Mars Mountain Named After Planetary Scientist
A huge mountain on Mars that NASA’s Mars Curiosity will explore after it lands in August now has a name: Mount Sharp.
The Curiosity science team announced the new name for the mountain March 28. The moniker was picked to honor the late geologist Robert Sharp (1911-2004), a pioneer planetary scientist, influential teacher of many current leaders in the field and team member for NASA’s first few Mars missions, researchers said.
“Bob Sharp was one of the best field geologists this country has ever had,” Michael Malin of Malin Space Systems, principal investigator for two of Curiosity’s 10 science instruments and a former student of Sharp’s, said in a statement. “We don’t really know the origins of Mount Sharp, but we have plans for how to go there and test our theories about it, and that’s just how Bob would have wanted it.”
The 1-ton Curiosity rover — the centerpiece of NASA’s $2.5 billion Mars Science Laboratory (MSL) mission — blasted off in November and is slated to land at Gale Crater on the night of Aug. 5. Its main mission is to determine if the Gale Crater area is, or ever was, capable of supporting microbial life.

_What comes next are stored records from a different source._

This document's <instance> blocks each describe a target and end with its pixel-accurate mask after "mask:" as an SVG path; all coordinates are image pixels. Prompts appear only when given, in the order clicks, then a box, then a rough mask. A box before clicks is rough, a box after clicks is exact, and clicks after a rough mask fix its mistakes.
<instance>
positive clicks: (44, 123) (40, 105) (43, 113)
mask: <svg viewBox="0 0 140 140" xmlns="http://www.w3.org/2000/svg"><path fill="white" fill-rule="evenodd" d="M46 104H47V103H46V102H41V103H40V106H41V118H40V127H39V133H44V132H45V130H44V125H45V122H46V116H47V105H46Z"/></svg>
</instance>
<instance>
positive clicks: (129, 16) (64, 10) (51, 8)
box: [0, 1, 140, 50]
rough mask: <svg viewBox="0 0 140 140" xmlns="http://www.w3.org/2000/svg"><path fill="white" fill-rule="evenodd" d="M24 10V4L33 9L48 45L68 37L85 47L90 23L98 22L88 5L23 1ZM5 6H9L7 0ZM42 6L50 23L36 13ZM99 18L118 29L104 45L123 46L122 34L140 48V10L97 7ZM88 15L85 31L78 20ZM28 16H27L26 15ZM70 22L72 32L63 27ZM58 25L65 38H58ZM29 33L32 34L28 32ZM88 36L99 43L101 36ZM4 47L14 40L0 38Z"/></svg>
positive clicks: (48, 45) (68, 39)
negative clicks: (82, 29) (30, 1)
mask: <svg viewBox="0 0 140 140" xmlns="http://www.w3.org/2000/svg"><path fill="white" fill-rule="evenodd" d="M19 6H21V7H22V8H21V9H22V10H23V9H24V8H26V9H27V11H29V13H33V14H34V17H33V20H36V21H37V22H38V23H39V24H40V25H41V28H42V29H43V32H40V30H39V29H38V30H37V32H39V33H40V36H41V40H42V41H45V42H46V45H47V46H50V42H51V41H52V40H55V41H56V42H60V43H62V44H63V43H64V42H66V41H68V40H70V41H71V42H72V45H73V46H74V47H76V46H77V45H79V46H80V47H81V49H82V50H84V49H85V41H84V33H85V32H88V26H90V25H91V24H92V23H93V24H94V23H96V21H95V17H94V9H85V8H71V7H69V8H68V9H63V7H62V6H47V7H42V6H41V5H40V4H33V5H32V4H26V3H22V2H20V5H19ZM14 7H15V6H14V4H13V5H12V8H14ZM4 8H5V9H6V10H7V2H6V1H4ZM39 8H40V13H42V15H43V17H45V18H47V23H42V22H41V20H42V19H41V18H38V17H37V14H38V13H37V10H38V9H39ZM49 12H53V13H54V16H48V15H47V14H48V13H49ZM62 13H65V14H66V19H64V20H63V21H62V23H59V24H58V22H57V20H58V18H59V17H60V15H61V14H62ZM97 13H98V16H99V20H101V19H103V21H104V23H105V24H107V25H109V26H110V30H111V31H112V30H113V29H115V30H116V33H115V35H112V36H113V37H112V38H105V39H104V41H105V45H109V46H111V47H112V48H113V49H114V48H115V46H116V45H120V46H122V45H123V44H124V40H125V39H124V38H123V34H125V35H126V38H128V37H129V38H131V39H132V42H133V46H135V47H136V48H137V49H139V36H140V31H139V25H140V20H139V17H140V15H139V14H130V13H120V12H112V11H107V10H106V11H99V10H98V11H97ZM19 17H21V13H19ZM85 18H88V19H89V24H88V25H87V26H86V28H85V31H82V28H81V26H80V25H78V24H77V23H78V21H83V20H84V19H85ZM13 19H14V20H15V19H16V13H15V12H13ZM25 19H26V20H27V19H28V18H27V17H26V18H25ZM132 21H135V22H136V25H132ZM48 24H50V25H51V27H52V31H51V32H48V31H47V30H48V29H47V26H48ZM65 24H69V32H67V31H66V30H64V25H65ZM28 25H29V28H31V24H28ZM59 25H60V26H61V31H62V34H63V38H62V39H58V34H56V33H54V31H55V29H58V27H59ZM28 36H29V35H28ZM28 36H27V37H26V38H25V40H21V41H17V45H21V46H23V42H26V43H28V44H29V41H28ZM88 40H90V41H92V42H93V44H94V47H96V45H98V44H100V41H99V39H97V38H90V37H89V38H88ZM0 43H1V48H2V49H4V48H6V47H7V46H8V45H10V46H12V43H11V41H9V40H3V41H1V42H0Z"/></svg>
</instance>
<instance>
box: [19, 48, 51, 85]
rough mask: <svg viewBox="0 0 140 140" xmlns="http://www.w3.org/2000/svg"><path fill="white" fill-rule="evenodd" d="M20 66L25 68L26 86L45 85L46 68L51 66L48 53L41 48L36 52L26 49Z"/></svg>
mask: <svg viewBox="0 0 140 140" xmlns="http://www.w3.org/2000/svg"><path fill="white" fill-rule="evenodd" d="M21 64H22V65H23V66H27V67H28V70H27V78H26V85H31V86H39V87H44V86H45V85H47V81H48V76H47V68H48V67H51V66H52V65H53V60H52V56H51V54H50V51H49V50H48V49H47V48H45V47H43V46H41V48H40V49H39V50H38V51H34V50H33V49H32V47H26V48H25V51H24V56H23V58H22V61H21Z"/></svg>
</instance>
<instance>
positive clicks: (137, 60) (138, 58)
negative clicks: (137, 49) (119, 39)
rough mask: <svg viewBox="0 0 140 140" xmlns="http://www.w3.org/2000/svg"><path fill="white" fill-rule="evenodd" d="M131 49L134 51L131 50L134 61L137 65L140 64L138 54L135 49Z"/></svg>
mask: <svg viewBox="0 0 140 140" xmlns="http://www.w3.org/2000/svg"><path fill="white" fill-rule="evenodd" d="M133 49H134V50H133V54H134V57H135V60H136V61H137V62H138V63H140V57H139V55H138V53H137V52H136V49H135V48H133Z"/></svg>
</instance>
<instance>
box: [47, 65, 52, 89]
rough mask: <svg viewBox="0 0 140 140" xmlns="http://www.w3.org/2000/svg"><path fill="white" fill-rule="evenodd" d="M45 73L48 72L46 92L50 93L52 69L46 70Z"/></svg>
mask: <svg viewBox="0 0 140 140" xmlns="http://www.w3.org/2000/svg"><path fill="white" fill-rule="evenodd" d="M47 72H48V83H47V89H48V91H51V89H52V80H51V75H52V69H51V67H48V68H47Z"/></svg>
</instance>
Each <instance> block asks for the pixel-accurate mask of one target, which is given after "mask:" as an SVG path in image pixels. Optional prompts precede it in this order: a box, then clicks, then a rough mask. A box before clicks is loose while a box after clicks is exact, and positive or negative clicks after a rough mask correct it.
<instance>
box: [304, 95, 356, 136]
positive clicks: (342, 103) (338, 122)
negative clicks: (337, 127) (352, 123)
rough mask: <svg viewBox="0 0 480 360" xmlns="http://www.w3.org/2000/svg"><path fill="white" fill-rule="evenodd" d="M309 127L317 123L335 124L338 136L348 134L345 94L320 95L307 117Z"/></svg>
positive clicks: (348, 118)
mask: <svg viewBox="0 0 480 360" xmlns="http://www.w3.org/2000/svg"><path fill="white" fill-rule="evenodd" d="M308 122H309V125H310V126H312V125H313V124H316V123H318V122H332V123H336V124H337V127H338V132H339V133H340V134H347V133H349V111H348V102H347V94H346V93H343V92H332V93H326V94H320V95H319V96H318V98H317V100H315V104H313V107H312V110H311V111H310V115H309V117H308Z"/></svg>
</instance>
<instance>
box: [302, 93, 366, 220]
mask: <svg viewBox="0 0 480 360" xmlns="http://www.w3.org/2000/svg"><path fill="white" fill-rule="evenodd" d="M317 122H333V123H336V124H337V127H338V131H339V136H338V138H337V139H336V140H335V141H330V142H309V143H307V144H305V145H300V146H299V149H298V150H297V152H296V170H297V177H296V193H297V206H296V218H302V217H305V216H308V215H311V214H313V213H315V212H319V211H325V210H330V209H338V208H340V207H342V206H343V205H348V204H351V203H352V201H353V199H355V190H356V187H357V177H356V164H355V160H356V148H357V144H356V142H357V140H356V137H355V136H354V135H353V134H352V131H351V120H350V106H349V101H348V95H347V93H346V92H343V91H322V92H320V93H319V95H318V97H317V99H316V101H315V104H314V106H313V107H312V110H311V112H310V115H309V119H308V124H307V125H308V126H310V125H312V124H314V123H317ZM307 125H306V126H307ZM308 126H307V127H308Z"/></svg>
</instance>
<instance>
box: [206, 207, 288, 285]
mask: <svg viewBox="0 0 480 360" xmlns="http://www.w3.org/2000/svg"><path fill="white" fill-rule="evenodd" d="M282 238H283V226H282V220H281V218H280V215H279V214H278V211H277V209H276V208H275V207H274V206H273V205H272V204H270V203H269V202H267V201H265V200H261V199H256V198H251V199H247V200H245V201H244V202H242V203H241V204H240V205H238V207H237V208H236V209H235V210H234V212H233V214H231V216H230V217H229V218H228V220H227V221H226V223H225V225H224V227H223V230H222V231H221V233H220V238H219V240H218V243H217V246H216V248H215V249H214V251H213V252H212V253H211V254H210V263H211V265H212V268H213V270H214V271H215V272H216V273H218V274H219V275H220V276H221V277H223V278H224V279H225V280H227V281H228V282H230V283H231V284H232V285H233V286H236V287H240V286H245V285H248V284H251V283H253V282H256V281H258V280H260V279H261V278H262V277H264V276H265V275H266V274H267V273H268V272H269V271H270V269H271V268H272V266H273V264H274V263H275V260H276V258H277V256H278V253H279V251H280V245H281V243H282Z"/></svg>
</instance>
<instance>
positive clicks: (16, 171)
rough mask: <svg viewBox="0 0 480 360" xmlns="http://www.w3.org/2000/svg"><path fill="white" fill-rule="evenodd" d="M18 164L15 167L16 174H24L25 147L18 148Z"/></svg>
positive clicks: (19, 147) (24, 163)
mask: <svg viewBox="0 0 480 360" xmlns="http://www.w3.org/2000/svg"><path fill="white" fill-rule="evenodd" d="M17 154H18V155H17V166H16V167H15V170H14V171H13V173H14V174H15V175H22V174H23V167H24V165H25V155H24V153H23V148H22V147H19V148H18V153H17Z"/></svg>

Mount Sharp rises from the center of the crater, looming 5 kilometers above the surrounding terrain. Its layered rocks preserve a record of Mars’ changing environmental conditions going back a billion years or more, providing an inviting exploration target for Curiosity.
Mars orbiters have detected minerals near Mount Sharp’s base that only form in water. So some of its lower layers might tell of a lake within Gale Crater long ago, or they might indicate wind-delivered sediments later soaked by groundwater, researchers said.
Higher layers, on the other hand, may represent wind-blown dust deposited after Mars shifted from a relatively wet world to the dry and frigid planet we know today.
“Mount Sharp is the only place we can currently access on Mars where we can investigate this transition in one stratigraphic sequence,” said John Grotzinger of Caltech, MSL’s chief scientist. “The hope of this mission is to find evidence of a habitable environment; the promise is to get the story of an important environmental breakpoint in the deep history of the planet. This transition likely occurred billions of years ago, maybe even predating the oldest well-preserved rocks on Earth.”